Because the State Unemployment Tax Act — or SUTA — tax is mandatory, you may think you have no control over your SUTA rate. But to some extent, you do. The first thing to remember is that each state sets its own criteria for state unemployment tax, and rates vary by employer.
Typically, new employers are assigned a standard “new employer” rate. Over time, they receive an “experience rating,” which can be higher or lower than the new employer rate. The experience rating mainly depends on how many former employees have drawn unemployment benefits on the employer’s account. The more benefits claimed on an employer’s account, the higher its SUTA tax rate. Other determinants may include whether the employer is in the construction industry and the employer’s payroll size.
You may be powerless against some of these influencers — such as your business’s age and industry — but there are other ways to lower your SUTA rate. Here are five tactics.
1. Hire only when needed.
Letting employees go because you don’t need them any more likely renders them eligible for unemployment benefits. If they file for unemployment benefits, your SUTA rate is likely to increase. So, make sure you truly need an employee before hiring him or her.
2. Help your employees succeed.
Employees terminated for gross misconduct typically do not qualify for unemployment benefits. However, employees fired for poor performance — such as due to lack of skills — may be eligible. To reduce the likelihood of terminating employees for poor performance, give them the resources they need to succeed, including proper tools and training.

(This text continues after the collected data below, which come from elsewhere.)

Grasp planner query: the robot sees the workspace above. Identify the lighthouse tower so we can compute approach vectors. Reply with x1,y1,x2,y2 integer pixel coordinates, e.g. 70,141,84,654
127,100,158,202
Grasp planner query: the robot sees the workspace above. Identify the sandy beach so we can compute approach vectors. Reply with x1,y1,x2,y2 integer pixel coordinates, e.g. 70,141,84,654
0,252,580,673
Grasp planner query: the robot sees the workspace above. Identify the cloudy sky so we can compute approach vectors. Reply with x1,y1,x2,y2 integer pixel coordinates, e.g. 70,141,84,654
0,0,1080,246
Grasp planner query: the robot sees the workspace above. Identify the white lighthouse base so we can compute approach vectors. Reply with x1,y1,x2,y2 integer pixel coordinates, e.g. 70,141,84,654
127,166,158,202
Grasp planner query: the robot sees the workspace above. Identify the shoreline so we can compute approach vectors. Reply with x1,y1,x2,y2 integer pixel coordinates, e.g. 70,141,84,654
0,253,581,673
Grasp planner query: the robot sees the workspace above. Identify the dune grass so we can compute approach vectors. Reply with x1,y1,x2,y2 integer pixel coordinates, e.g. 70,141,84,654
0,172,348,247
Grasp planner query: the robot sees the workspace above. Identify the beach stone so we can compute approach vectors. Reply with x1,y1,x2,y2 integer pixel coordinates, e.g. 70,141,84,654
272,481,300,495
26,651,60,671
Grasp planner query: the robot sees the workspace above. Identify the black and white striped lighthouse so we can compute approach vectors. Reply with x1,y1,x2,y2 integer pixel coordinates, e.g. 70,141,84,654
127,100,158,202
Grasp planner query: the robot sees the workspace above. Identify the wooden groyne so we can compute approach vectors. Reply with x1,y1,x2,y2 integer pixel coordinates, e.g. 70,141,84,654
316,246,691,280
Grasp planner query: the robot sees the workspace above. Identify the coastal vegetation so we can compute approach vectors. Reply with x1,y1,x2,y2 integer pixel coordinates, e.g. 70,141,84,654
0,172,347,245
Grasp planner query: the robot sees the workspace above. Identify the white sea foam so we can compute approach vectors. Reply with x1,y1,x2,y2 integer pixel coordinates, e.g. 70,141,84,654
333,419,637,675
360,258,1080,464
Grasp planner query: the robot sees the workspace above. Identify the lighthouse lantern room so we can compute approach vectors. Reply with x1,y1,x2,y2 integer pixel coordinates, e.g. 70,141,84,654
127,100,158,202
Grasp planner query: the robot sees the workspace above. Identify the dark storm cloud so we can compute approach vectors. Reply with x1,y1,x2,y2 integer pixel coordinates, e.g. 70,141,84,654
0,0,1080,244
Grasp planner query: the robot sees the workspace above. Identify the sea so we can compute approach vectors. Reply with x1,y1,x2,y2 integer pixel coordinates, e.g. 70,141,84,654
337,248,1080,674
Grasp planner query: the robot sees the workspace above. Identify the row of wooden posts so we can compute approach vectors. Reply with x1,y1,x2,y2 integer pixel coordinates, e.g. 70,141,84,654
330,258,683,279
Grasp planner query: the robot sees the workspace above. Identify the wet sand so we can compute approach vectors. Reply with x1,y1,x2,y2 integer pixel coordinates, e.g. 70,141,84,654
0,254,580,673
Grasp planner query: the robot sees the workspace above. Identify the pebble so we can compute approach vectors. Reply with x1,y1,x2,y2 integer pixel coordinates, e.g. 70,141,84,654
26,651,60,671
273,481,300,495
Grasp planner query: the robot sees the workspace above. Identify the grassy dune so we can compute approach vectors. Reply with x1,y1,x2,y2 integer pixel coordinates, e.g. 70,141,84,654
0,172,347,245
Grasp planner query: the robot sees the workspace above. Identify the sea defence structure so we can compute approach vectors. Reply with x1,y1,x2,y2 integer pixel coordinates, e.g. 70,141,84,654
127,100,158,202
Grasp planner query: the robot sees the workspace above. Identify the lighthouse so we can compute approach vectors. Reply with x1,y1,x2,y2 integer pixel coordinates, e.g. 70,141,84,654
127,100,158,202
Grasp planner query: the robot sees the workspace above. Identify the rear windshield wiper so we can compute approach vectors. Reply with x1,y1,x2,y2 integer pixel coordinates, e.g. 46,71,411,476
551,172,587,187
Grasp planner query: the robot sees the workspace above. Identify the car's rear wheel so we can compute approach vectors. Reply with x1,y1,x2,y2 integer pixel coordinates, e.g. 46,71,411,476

3. Use independent contractors.
You can avoid unemployment claims by legally hiring independent contractors instead of employees. If you decide to take this route, ensure all mandatory requirements for independent contractor status are met, including the Internal Revenue Service’s “right-to-control” test and applicable state tests.

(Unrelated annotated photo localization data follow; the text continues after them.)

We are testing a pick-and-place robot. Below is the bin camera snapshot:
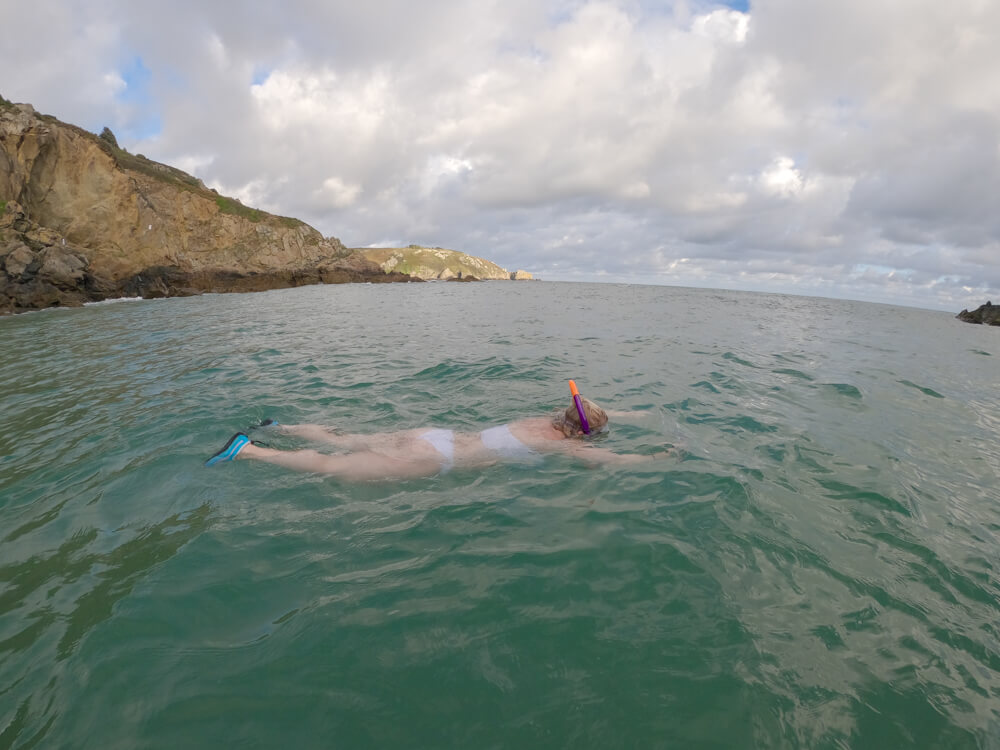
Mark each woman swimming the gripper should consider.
[206,381,667,481]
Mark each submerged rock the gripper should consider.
[955,302,1000,326]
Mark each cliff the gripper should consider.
[358,245,532,281]
[955,302,1000,326]
[0,97,410,314]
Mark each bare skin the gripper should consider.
[236,417,668,481]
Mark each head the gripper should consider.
[552,396,608,437]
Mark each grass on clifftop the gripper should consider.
[215,195,265,222]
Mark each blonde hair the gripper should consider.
[552,396,608,437]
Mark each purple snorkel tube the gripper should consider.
[569,380,590,435]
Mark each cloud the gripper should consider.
[0,0,1000,309]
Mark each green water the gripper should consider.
[0,283,1000,748]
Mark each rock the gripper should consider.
[0,97,414,314]
[3,243,35,279]
[357,245,510,281]
[955,301,1000,326]
[38,247,87,289]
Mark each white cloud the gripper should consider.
[0,0,1000,306]
[318,177,361,208]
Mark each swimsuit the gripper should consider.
[479,424,542,464]
[417,430,455,474]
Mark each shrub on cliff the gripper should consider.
[97,125,120,148]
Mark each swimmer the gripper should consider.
[206,381,670,481]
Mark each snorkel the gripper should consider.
[569,380,590,435]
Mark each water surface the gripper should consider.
[0,283,1000,748]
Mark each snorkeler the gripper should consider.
[206,380,667,481]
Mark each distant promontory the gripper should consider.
[955,302,1000,326]
[359,245,533,281]
[0,97,532,315]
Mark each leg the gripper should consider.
[275,424,368,450]
[236,445,441,482]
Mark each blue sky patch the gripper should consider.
[117,55,163,141]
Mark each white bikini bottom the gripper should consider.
[418,430,455,474]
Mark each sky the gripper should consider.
[0,0,1000,312]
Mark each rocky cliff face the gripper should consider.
[0,98,409,313]
[955,302,1000,326]
[359,245,531,281]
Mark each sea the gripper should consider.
[0,282,1000,750]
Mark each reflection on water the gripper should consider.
[0,283,1000,748]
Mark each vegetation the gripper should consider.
[97,125,119,148]
[360,245,508,279]
[215,195,265,221]
[0,96,319,234]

4. Contest dubious unemployment claims.
Dubious unemployment claims may involve former employees providing the state workforce agency with false information to obtain benefits or filing a claim even though they were rightfully terminated for gross misconduct. Before you fight an unemployment claim, consult with an unemployment benefits expert to gauge the strength of your case. Also, make sure you have supporting documents to back up your version of events.

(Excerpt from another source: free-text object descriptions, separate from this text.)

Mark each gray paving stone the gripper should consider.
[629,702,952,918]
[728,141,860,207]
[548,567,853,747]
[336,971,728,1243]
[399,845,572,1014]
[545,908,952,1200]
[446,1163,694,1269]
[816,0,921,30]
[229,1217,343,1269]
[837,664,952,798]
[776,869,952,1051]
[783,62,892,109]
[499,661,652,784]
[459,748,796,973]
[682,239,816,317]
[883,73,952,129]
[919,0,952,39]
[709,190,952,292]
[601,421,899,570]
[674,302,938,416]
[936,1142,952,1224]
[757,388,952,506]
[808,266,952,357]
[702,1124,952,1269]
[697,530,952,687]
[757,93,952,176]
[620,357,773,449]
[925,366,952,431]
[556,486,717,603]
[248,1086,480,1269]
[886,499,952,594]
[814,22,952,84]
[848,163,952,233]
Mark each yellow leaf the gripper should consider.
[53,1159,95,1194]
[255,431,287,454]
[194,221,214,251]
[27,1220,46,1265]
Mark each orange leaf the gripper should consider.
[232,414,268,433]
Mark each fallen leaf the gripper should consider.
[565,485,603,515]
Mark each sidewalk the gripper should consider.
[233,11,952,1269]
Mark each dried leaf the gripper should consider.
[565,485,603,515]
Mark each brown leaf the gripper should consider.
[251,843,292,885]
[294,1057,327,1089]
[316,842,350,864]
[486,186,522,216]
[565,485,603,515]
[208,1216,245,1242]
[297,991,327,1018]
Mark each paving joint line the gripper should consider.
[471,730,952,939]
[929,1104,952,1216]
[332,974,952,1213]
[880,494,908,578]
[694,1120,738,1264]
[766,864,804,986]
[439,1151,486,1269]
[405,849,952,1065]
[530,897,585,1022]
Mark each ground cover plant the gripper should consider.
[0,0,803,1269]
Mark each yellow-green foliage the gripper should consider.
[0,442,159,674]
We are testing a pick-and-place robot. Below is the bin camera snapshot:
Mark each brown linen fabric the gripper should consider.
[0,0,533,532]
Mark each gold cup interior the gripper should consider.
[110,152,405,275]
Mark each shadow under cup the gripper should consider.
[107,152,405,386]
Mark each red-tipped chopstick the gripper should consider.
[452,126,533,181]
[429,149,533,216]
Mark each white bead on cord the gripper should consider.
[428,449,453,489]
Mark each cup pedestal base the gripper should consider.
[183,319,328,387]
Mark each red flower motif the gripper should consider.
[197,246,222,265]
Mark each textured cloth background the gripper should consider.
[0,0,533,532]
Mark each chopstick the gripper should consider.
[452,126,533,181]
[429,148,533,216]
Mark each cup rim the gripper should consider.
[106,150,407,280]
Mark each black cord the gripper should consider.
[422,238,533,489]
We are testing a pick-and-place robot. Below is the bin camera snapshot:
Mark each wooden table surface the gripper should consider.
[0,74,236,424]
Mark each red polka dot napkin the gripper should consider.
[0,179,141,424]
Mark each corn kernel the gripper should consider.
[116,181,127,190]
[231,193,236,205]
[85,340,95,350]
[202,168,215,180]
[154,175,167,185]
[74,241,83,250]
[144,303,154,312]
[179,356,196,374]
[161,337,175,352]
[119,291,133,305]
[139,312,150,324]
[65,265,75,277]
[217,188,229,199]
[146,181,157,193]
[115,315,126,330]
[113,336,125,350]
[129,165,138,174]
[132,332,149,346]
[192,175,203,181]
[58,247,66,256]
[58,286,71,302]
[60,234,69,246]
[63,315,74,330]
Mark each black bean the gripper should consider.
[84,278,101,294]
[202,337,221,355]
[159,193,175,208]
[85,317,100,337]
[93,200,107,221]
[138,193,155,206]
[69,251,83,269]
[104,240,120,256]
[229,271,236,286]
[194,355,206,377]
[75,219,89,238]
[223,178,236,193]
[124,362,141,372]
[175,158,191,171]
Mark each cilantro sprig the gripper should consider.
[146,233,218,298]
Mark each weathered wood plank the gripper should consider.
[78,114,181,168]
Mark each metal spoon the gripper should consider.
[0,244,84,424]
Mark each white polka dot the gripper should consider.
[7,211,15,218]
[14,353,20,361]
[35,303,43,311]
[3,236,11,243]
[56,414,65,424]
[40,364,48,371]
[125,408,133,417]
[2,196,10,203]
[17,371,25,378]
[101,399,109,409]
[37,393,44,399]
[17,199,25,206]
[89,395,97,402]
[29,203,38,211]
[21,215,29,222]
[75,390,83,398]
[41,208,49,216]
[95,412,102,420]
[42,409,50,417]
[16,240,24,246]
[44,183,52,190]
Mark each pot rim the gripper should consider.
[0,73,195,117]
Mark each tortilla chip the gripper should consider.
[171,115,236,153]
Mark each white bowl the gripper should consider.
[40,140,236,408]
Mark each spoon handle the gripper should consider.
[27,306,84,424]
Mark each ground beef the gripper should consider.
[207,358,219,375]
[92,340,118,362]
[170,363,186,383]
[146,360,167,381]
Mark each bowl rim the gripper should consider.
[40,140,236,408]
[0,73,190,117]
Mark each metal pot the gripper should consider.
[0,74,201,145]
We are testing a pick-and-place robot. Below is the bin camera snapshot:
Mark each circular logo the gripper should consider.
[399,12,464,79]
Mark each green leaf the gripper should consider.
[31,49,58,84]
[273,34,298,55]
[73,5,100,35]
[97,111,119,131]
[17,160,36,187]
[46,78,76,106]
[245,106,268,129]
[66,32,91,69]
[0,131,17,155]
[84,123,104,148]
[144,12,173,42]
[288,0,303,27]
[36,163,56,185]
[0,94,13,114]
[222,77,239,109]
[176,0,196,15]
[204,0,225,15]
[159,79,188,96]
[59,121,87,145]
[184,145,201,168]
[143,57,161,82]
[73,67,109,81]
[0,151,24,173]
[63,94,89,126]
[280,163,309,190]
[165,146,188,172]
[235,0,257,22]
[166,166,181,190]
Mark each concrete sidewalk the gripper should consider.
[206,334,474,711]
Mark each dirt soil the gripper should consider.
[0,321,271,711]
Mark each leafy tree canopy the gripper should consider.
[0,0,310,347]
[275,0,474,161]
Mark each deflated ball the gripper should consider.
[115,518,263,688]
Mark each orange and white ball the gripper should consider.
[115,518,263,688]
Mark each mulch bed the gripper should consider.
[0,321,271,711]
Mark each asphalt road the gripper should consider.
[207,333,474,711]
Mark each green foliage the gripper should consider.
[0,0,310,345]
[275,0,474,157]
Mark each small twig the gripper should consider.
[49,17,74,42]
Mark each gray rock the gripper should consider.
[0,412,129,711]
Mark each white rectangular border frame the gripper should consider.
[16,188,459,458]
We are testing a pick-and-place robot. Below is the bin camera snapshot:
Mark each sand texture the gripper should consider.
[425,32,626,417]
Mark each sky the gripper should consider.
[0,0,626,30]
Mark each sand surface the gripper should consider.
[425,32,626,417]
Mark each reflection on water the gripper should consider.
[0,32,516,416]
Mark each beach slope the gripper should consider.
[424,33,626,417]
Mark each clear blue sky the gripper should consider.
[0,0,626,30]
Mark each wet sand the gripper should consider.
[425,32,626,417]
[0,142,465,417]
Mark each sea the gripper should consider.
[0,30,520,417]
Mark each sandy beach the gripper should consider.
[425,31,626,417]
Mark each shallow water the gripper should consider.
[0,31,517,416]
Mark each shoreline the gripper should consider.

5. Make voluntary contributions.
Many states allow employers with an experience rating to voluntarily make a “buydown” payment, which cancels all or part of the benefits charged to their account, thereby reducing their SUTA tax rate.
Consider alternatives to layoffs, such as reducing employees’ work hours via your state’s work-sharing program.
Offer departing employees a solid severance package as well as outplacement services to help them quickly find a job. This way, they will be less inclined to rely on unemployment benefits.
Keep an eye on your SUTA tax rate. If it’s spiking for unknown reasons, contact your state’s workforce agency for an explanation.